University of the Pacific’s McGeorge School of Law owns the old library location on the corner of 33rd Street and 5th Avenue.Ruth Finch/CapRadio
Mother Rose passed away last year, but current owner Cassandra Jennings told CapRadio part of the reason she opened her store was the absence of a library.
“She grew up in Oak Park, went to Sac High and raised her family here,” Jennings explained. “To see that there wasn’t a library here was disturbing to her.”
Jennings added that the bookstore puts on a wildly popular monthly reading event for kids ages five to 10, but as a shop they can only do so much.
“We can only serve so many people at one time,” Jennings said. “ Sometimes we just need quiet spaces to do whatever it is we need to be doing, whether it’s studying, reading, work, reflection.”

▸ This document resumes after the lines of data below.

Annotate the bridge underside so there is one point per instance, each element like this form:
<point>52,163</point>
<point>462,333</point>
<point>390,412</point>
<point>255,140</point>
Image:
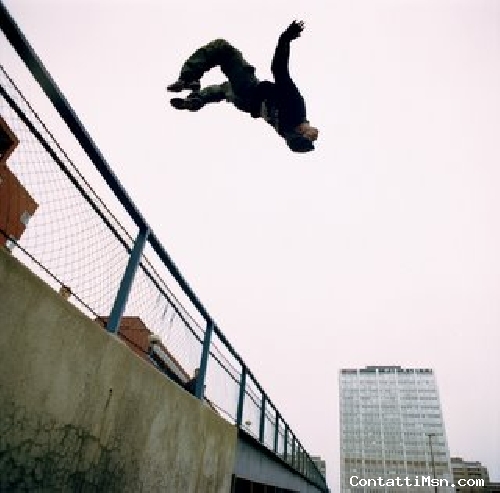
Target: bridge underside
<point>258,470</point>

‘Friends of the Oak Park Library’
Dorothy and Michelle Benjamin first launched their grassroots effort called Friends of the Oak Park Library in 2015. They were concerned about below average test scores at nearby schools such as Bret Harte Elementary.
“With today’s climate, especially in competition with social media, there’s not a lot of hands on books,” Dorothy Benjamin said.

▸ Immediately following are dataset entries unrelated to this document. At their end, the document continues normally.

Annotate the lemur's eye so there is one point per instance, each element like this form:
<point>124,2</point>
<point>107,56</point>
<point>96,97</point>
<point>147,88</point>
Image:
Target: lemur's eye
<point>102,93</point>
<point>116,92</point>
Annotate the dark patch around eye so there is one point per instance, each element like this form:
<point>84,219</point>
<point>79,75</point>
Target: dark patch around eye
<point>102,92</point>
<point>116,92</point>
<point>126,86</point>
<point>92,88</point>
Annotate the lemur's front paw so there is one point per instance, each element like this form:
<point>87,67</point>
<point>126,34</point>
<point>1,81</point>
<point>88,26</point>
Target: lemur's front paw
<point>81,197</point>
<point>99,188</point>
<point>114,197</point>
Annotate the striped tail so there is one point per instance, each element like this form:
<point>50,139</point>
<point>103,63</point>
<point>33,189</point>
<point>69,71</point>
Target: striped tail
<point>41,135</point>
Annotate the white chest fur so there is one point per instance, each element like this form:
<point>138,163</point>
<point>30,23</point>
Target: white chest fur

Over the last decade, the mother and daughter have garnered 1,300 signatures in support of bringing a library back. They’ve also pitched ideas to past and present city officials.
The two have been working with Councilmember Caity Maple, who represents Oak Park and has supported the effort since before she took office in 2022.
Maple said the last concrete idea was to open a new library in the former Sacramento Observer Building at 2330 Alhambra Boulevard. But that property was bought by the Sierra Health Foundation and gifted to non-profit Community Against Sexual Harm in 2026.
“Now the search is on,” Maple said. “We do not have another location identified.”
Costs and City Budget Constraints
One major elephant in the room is how much a new library would cost. The city is in a $66.2 million structural deficit and can’t afford to pay for building a new one.
The idea to rehabilitate the Alhambra location would’ve cost around $12 million, according to Maple. Building a new library from the ground up would cost tens of millions of dollars the city doesn’t have.
Maple, who is also the board chair of the Sacramento Public Library, told CapRadio the city will have to get creative to bring a library back to Oak Park.
“Hopefully the right partnership will present itself, and I’m hopeful our budget situation looks like it’s on the up,” Maple said. “If we continue down that path, hopefully we’ll be in a situation in the not so distant future where we might have the resources to be able to invest in something like this.”
Talks of Collaboration with McGeorge School of Law
Dorothy Benjamin said that they met with officials at McGeorge School of Law to see if they could use some parts of the previous building on 5th Street as public library space.
“They’re very open to what we’re trying to do,” Dorothy Benjamin said. “In our meetings with them, they talk about the fact that they think it’s a great idea that their students could participate in tutoring them.”
Three officials with McGeorge contacted for this story did not respond to requests for comment on the idea.
Libraries as the heartbeat of community

Ruth Finch/CapRadio
Despite setbacks, the Benjamins are still fighting to keep the effort going. To them, a library offers the 14,000 or so residents of Oak Park a central hub with access to more than just books.
The city’s library system offers access to computers, equipment rentals ranging from telescopes to video games, and a quiet place to go for those who don’t have one.
“A community without a library is missing a heartbeat,” Dorothy Benjamin said.
For Michelle Benjamin, the library she learned to read in has inspired a life’s work of educating others. She’s currently working towards an educational leadership doctorate at UC Davis.
She told CapRadio they are continuing to gather signatures, hoping to gain momentum sooner rather than later.
“It’s been 10 years. How do we move from conversations about it and the surveys and support that we really appreciate to actually getting something going?” Michelle Benjamin said. “Oak Park reads too.”